A inquietude acaba por sua vez criando ora desconfiança ora gerando credibilidade.

Alguns procuram padrões, outros por sua vez comparam estas a outras listas lançadas anteriormente ou posteriormente mas o que faz um disco adentrar a este cobiçado “hall”?

Mas o que faz um disco entrar
nas listas de melhores do ano?

Acredito que essa pergunta possa ter inúmeras respostas e grande parte dela pode ser respondida com uma palavra: Repertório.

Ao longo da vida construímos um repertório baseado em vivências, recomendações, debates, pesquisas e até mesmo curiosidade. Ano passado pela primeira vez em 5 anos decidi postar algumas listas de melhores do ano por aqui.

Em uma tentativa de recapitular o que mais me agradou. Foi um exercício nostálgico e bastante pessoal. Afinal de contas, 12 meses, muitas audições e memórias afetivas.

Claro que não dá para cravar que 100% da lista é movida somente pelo feeling mas também pela técnica, pela surpresa, por querer indicar um bom disco. No fim acaba sendo um exercício de equilíbrio mas também de construção.

Se fosse dar uma dica para chegar nela eu diria: pense em tudo. Do estúdio, passando pela distribuição, tática de lançamento, subprodutos, acabamento, performance, cenário e estratégia. Nada se constrói da noite pro dia. Suba um degrau de cada vez. As vezes o que você começa a construir hoje vai se refletir bem mais para frente.

A Engenharia

Pensando na mecânica de como é lançado um disco visando – ou não – as listas conseguimos ver como mesmo após o lançamento ele vai sendo distribuído para a imprensa especializada, influenciadores, e público em geral em pequenas pílulas.

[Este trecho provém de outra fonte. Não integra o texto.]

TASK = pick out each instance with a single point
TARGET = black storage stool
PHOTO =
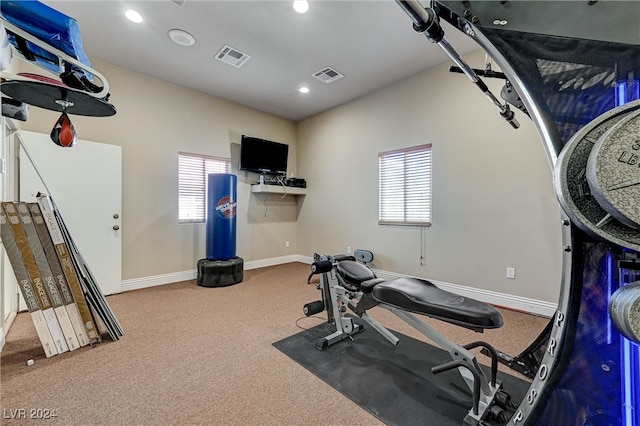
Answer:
(220, 273)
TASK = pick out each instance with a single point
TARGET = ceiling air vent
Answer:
(328, 75)
(232, 56)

Ao estudar as listas e cruzar com as datas de lançamentos de singles, videoclipes, shows, circulação ao disco vemos como a tônica de continuar gerando material – e conteúdo – ao longo do ano acaba fazendo com que o disco não seja esquecido. Por mais que este tenha sido lançado em janeiro ou nas últimas semanas de novembro.

Este processo de construção deveria ter mais atenção do que o resultado final das listas ao meu ver. Um dos casos mais curiosos de como listas podem ludibriar e esquecer de grandes álbum aconteceu com o London Calling do The Clash.

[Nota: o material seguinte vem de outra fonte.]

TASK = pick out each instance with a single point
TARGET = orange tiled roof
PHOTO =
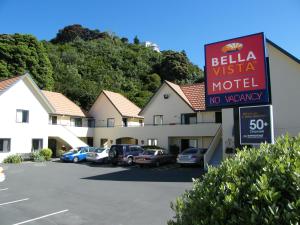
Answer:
(6, 83)
(195, 93)
(63, 105)
(192, 94)
(123, 105)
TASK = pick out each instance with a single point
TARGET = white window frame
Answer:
(20, 116)
(158, 120)
(152, 142)
(110, 122)
(8, 144)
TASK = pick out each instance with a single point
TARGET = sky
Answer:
(172, 24)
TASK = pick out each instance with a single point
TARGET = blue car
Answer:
(76, 155)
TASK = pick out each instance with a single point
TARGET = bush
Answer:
(60, 153)
(257, 186)
(46, 153)
(151, 147)
(37, 157)
(13, 159)
(174, 149)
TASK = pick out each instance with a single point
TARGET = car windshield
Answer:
(99, 150)
(190, 151)
(73, 151)
(148, 152)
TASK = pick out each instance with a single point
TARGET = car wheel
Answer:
(75, 160)
(130, 161)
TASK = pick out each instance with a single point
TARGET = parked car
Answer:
(192, 156)
(155, 157)
(123, 153)
(77, 154)
(98, 155)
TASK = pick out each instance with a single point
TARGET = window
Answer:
(4, 145)
(91, 123)
(90, 141)
(53, 120)
(22, 116)
(158, 120)
(152, 142)
(218, 117)
(110, 122)
(193, 143)
(78, 122)
(141, 123)
(189, 118)
(37, 144)
(125, 122)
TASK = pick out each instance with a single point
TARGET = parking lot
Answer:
(67, 193)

O disco foi lançado no dia 14 de dezembro de 1979, na teoria uma péssima data se formos considerar as tradicionais listas de fim de ano….mas resultou que o álbum mesmo sendo lançado aos 45 do segundo tempo de 1979 entrou ironicamente para a lista de melhores álbuns da década de 80.

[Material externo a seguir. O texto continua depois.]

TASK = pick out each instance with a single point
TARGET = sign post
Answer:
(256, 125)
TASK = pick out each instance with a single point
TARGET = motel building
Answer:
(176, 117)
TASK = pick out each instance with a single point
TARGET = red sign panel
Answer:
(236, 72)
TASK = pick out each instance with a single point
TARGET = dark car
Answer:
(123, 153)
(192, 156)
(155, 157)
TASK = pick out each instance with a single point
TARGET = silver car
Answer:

Listas São Mutáveis, Nós Também

O caso do The Clash fez com que eu entrasse em uma profunda discussão interna em relação a listas de discos que rascunhei ao longo da vida. Lembra daquela lista dos melhores da década de 2000 que soltaram no fim de 2009? Envelheceu bem?

Provavelmente depois de conversar com alguns amigos e descobrir discos décadas depois você repensou o fato de um disco que nem era “tudo isso” estar no bolo e outra pérola ter sido por sua vez esquecida.

Mas e os modismos? E o Hype? E os algoritmos? Tudo isso influencia em nossos tempos? A resposta pode ser sim ou não, tudo vai depender de quem irá responder. Mas porque muitos acabam coincidindo nas suas escolhas?

Essa é uma ótima pergunta e a resposta provavelmente vai ser baseada no quanto aberto aquele “feitor” de listas está para o novo e o desconhecido. O criador de listas é um fenômeno um tanto curioso de ser analisado. Ele tem seus métodos, vícios, parâmetros e peculiaridades.

Na supracitada Lista das Listas podemos ver como estes que mais são apontados como melhores geralmente não tem um grande impacto comercial mas que recaem no gosto. Elas são curiosas, megalomaníacas e a cada dia mais plurais. Inerentes ao ser humano e suas fragilidades. Talvez essa seja justamente sua graça.

Para você o que faz um disco
entrar na lista de melhores do ano?

Conversamos com um time de especialistas do mercado da música para definir um pouco mais sobre o que para eles faz um disco entrar na lista de melhores do ano. As respostas geram tantas discussões quanto este texto. Confira!

André Felipe de Medeiros
(Música Pavê / Pós-Jovem / Mono)

André é o grande responsável pelo Música Pavê e participa dos podcasts Pós-Jovem e Mono, do Monkeybuzz. E de vez em quanto também colabora com o blog do portal.

Não é só qualidade, não é só popularidade. Os melhores discos do ano são aqueles que sintetizam, de uma forma ou de outra, o que aconteceu naqueles doze meses. São os trabalhos que tocaram nos assuntos relevantes, ou os que foram bem sucedidos em suas intenções de aliviar as dores.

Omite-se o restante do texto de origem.